Trading with direct market access (or DMA) enables you to place your orders direct with the exchange through a broker. Which means instead of having to buy at the offer (the higher price) and sell at the bid (the lower price) you can be the bid and be the offer.
So you work limits and buy at the lower price and sell at the higher price.
Of course this is only the case if there is a seller willing to hit the bid or a buyer willing to lift the offer with market orders.
If you are trading with spread betting without DMA then you will have to buy/sell at your spread betting brokers quoted prices. As the broker will widen the market spread to incorporate commission.

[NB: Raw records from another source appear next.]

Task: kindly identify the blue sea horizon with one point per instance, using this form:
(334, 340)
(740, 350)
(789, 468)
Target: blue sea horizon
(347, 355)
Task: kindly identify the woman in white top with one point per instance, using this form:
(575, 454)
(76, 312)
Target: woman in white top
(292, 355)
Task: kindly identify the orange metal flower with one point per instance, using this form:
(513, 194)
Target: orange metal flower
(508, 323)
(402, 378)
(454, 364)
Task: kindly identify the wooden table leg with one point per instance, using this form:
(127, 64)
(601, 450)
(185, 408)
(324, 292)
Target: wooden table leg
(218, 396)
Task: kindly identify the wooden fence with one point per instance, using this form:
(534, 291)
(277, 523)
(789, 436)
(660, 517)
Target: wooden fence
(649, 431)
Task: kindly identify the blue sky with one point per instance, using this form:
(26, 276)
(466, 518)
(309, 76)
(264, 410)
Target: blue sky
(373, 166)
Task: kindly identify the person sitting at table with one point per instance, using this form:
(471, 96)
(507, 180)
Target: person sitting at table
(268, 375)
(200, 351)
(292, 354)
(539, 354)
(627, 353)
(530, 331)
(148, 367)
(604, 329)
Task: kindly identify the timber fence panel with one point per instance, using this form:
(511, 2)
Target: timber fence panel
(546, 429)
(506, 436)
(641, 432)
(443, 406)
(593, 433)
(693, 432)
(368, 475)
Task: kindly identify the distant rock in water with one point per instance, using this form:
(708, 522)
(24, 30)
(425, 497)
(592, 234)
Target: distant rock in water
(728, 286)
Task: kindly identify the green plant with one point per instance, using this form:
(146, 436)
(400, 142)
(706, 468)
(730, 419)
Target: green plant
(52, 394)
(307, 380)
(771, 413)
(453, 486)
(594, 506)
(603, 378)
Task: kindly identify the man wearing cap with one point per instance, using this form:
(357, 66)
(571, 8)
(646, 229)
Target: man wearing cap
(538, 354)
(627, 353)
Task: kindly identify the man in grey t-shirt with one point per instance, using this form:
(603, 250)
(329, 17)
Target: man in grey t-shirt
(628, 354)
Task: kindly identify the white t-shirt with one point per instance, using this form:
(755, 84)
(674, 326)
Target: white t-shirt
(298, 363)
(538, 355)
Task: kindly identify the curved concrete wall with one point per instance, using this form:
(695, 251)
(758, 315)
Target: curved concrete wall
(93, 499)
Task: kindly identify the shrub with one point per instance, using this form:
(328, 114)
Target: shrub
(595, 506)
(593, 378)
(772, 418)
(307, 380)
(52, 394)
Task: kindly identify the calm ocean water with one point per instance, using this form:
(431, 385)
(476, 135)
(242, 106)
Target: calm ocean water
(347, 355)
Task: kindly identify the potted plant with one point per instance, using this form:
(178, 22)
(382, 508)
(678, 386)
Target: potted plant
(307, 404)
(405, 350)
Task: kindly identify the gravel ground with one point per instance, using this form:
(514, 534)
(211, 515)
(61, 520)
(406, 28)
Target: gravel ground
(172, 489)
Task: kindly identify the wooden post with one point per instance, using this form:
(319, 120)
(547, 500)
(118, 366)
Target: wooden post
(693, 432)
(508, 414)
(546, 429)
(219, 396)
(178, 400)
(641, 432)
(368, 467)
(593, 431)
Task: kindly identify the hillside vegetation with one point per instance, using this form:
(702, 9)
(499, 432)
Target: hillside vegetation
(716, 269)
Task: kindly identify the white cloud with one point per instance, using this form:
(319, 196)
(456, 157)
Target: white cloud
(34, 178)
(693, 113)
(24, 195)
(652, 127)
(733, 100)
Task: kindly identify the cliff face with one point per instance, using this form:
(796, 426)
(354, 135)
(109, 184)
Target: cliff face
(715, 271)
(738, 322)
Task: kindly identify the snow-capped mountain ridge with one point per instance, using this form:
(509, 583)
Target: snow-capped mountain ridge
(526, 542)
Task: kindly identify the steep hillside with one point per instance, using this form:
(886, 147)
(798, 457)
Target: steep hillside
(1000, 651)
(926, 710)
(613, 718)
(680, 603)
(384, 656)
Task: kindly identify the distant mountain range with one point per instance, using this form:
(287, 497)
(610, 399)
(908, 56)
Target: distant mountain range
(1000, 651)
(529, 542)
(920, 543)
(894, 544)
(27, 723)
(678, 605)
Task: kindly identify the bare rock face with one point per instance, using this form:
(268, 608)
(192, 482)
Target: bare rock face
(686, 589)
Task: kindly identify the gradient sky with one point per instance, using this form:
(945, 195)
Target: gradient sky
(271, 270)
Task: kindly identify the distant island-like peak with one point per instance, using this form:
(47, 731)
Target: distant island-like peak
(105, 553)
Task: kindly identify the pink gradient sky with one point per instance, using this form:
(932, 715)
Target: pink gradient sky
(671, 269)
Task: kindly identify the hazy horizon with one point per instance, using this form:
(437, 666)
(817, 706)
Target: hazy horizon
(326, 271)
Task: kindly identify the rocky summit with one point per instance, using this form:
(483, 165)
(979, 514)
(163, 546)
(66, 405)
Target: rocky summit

With DMA trading you work a limit at a price and your order is in the market, so you are filled at your price when it trades. Brokers will add a commission on the trade when you buy and sell.
It’s basically a preference thing really. Spread betting has the advantage of being neat and tidy. You see a price, you deal and that’s that. No tax, commission or admin. You just work your profit and loss from your buy and sell price.
DMA CFDs are for when you have a big account and work big orders or are trading on a high frequency basis.
If that’s the case then your trading strategy requires you to be inside the bid/offer spread. So the better price of your fills will be lower than the cost of your commission.
Unlike spread betting tough you will have to pay tax on gains with DMA CFDs but if your account is big enough to warrant trading with DMA CFDs then you will probably be doing it in a tax efficient manner.